The two students had spent time together in school during noon hours and they shared a few classes together. Although one of them had difficulty speaking and often engaged in echolalia (the involuntary repetition of a word or sentence just spoken by another person), the friends had obviously found other ways to communicate their feelings, interests and thoughts.

Some teachers had seen the relationship as one-sided and felt that the non-disabled student was being charitable. When it was discovered that the non-disabled student had hitchhiked fifty kilometres in the middle of a Christmas cold snap, wearing only a light jacket with a broken zipper, to see his friend in the hospital, the adults took the friendship more seriously.

CONCLUSION

Teachers who use the various strategies outlined above to encourage peer relationships know that full integration will only occur when students interact comfortably with one another both in school and in the community. Since most of the hours of a student’s day are spent in school, teachers can use curriculum and school activities as a vehicle to encourage and maintain friendship.

Proximity and reciprocity are important in setting the stage for interactions.
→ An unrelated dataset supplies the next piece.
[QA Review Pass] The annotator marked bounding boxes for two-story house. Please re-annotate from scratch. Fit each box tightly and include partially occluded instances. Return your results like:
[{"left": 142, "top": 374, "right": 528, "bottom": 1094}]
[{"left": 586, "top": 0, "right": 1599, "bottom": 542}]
In order for people to form relationships, they must be in the same place for a reasonable length of time.

And if a student’s gestures of friendship are repeatedly ignored, he or she may stop trying to interact. The onus is on the teacher to encourage students with disabilities to respond and to inspire non-handicapped students to persevere and search for responses which might otherwise be overlooked. Eye and head movements, position changes, smiles and gestures are sometimes the only way a person has of responding to his or her peers.

Human beings present particular personality traits and specific interests or skills which make them attractive to one another.